Hundreds of Moroccans took to the streets of a city near the epicenter of the catastrophic earthquake that hit the country last month to protest against the slow emergency response by authorities, the Associated Press reported.
The protest took place in Amizmiz near the High Atlas mountain range, a town that saw entire neighborhoods leveled during the Sept. 8 earthquake. Nearly every citizen in Amizmiz lost a relative or a friend in the 6.8-magnitude quake.
Organizers said the demonstrations were aimed at drawing attention to the “negligence by local and regional officials,” and criticizing how some residents have been excluded from emergency aid.
Demonstrators expressed concerns about the dire conditions in temporary camps, delayed financial assistance, and the need for dignity and justice, highlighting years of marginalization.
They also chanted the name of the country’s ruler, King Mohammed VI, and urged him to visit the town and assess the situation.
In the earthquake’s aftermath, Morocco established a commission and a special recovery fund. The government began providing initial monthly payments of around $240 and planned to offer up to $13,600 to rebuild destroyed homes.
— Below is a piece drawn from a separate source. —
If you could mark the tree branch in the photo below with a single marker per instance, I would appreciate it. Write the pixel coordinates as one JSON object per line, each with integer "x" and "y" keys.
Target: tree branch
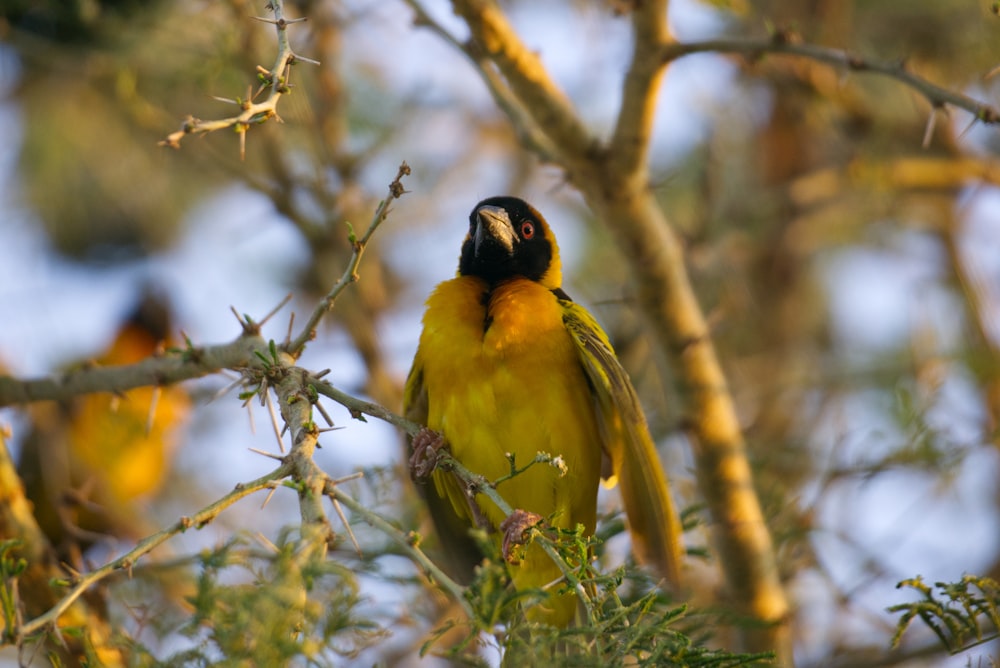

However, many residents claimed they had not yet received emergency cash assistance, sparking worries about shelter as winter approaches in the mountains.
The protests follow criticism leveled at Morocco for initially accepting limited foreign aid after the earthquake, with officials saying they needed to alleviate logistical challenges during a critical period for emergency response.
International search and rescue teams expressed frustration at their inability to enter the country to assist.